Salju masih berkelebat tapi tak menghentikan aktivitas setiap orang, jalanan masih bisa di lalui.
Akhirnya, masa menstruasi Alka pun berakhir. Malam ini Alka terlihat begitu gugup. Selama dua hari belakangan ini Dante tak mengizinkan nya untuk pergi keluar rumah.
Jika butuh apapun Alka bisa mengatakannya kepada Emy, ah mana mungkin Alka berani memintanya, Emy pasti akan melaporkan semuanya kepada Dante.
Suara gemericik air di dalam kamar mandi pun sudah tak terdengar lagi, Dante baru saja selesai mandi setelah lelah fitnes.
Gugup membuat jantung Alka berdebar kencang, dengan cepat ia meraih hp dan searching google, cara alami menunda kehamilan.
Membuang cairan injeksi di luar? Alka menggeleng, mana mungkin pria penuh gairah itu mau melakukannya, yang ada dirinya akan di cekik sampai mati.
Klek!
Pintu kamar mandi terbuka, Alka dengan cepat menghapus riwayat searching nya.
Lelaki itu hanya memakai handuk putih yang melilit sempurna di pinggangnya, dia menatap Alka dengan penuh gairah yang menggelegar.
Semakin Dante mendekat, Alka pun semakin gugup tak karuan.
"Da- Dante?"
Dante merangkak naik, menarik kaki Alka dan menciumi wanginya. Terdengar helaan napas yang begitu sensasional.
Wangi ocean dari tubuh pria itu membuat Alka ingin segera tenggelam di dalam lautan kenikmatan fana yang akan segera tercipta.
"Alka, aku sudah sangat sabar menantikan malam ini..." dia meraih punggung tangan Alka dan menciuminya berulang kali, "Kau merindukannya? Katakan seperti apa yang ku pinta, Alka."
Tangannya naik mengusap benda yang terlindungi kain berbusa itu, "Alka aku menginginkanmu, tolong jangan beri aku alasan apapun lagi..." suara itu terdengar begitu memburunya, "Alka?" dia mengusap pipi mulus sang istri.
Lalu menarik tengkuknya agar ia bisa lebih leluasa melahap bibir tipis Alka dengan rakus, dengan tangan yang mengusap punggungnya.
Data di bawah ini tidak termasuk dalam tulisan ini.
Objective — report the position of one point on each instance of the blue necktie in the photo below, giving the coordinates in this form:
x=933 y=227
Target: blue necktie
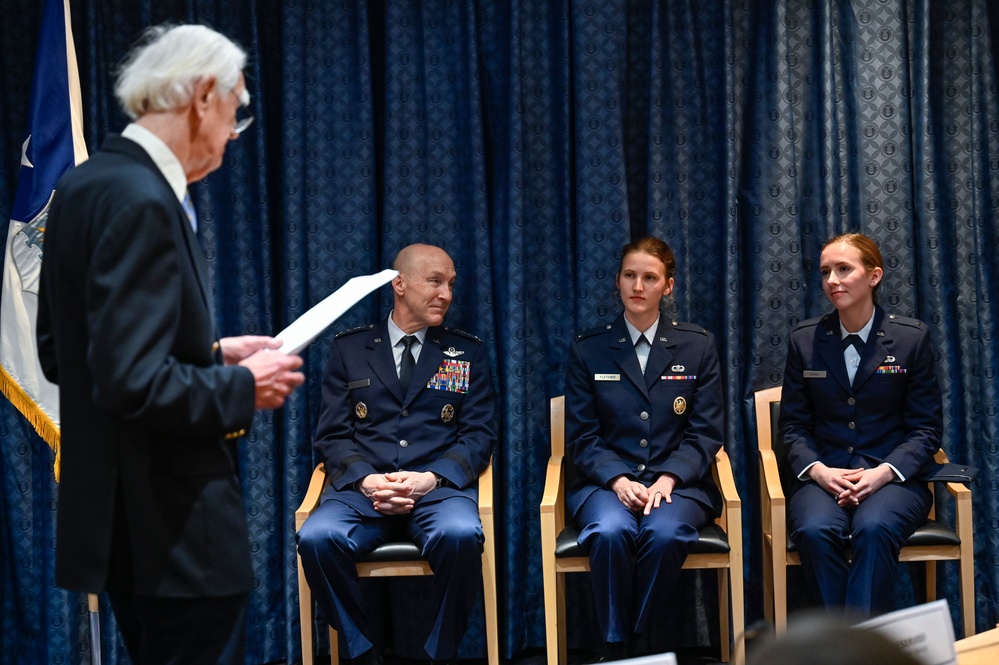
x=408 y=361
x=192 y=216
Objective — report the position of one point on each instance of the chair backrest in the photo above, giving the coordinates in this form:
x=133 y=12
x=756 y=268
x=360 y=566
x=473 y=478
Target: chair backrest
x=556 y=412
x=768 y=433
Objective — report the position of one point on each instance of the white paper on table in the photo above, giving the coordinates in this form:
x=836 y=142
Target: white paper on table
x=308 y=326
x=925 y=632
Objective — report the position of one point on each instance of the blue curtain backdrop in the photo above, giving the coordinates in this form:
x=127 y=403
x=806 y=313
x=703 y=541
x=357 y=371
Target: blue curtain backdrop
x=531 y=139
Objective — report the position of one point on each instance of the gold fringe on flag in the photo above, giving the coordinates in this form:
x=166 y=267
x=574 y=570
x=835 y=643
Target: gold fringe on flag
x=46 y=429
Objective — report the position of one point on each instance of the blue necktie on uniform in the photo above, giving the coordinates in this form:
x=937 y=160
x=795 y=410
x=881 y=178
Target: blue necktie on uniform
x=188 y=205
x=643 y=348
x=408 y=361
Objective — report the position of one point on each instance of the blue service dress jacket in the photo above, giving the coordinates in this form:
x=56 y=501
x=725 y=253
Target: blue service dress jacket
x=621 y=422
x=892 y=413
x=444 y=423
x=149 y=500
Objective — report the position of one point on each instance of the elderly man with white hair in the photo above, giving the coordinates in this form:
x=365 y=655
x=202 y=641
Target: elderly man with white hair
x=152 y=399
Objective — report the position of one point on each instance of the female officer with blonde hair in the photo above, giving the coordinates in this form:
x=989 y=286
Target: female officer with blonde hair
x=643 y=423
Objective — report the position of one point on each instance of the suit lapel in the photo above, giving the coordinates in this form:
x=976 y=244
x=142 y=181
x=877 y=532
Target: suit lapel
x=875 y=350
x=194 y=252
x=660 y=355
x=831 y=351
x=198 y=262
x=624 y=355
x=382 y=360
x=431 y=356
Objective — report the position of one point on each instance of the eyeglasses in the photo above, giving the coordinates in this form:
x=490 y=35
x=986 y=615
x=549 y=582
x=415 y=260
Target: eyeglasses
x=240 y=125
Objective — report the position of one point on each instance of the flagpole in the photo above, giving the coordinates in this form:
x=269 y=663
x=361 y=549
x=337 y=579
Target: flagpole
x=93 y=605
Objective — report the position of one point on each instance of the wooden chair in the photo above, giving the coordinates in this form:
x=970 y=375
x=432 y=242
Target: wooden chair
x=719 y=547
x=932 y=542
x=401 y=559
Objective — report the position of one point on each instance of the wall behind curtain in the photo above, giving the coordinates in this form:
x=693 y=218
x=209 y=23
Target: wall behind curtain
x=531 y=139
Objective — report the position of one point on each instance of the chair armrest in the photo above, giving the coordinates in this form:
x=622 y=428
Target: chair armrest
x=959 y=491
x=316 y=486
x=771 y=478
x=553 y=499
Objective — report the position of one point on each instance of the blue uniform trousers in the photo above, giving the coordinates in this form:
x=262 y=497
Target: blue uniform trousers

Kini helaian benang di tubuh keduanya telah teronggok di atas lantai, tubuh Alka sudah berada bawah tubuh kekar Dante.
Di kamar sebelah El sudah tidur di temani baby sister bernama Lala, kamar Dante kedap suara jadi sekuat apapun erangan Alka nantinya, tak akan ada yang bisa mendengarnya. Gugup, sudah pasti, itu yang di rasakan oleh Alka saat menatap Dante.
Jemari mereka saling meremas hangat, lalu Dante melepaskan remasan tangannya dan beralih untuk membuka kedua kaki Alka selebar pinggangnya. Alka pun memejamkan kedua matanya saat pusaka Dante melesat masuk tanpa ampun.
Erangan Alka tiada hentinya membuat Dante ingin terus menuntutnya kepermainan yang lebih keras.
Urat-urat di tubuh Dante mekar semua, tubuh kekarnya semakin membuat tubuh mungil Alka tak berdaya. Sedikit kasar Dante mengangkat pinggul Alka, memposisikan nya dengan tepat.
Dante pun kembali memainkan bagian terlembut Alka di dalam sana, dia menyergah tanpa ampun.
"Sayang pelan-pelan..." gumam Alka yang tak kuat menerima permainan suaminya, "Sayang, emh!" tangannya meremas kuat pada seprai di bawah tubuhnya.
"Tidak Alka, ini masih pemanasan, kau membuatku menunggu selama satu Minggu, bagaimana bisa aku melepaskannya dalam satu jam?"
Lagi-lagi Alka mengerang, tubuhnya serasa terbakar dari ujung kaki hingga ke ubun-ubun. Dante menyeringai, dia merasakan sesuatu yang hangat mengalir dari kelembutan istirnya, "Aku belum selesai Alka, bagaimana bisa kau mendahuluiku?" protes Dante.
Mendadak Alka mengerang sakit sembari mengerjap kuat saat sergahan Dante menyakitinya, napas Alka tersengal membuat dadanya kembang kempis.
Tak lama kemudian ia merasakan ledakan di dalam kelembutannya menerobos masuk ke dalam rahimnya.
Seketika Dante ambruk dan menindih tubuh Alka, "Kita belum selesai Alka. Belum." ucapnya dengan sensasional.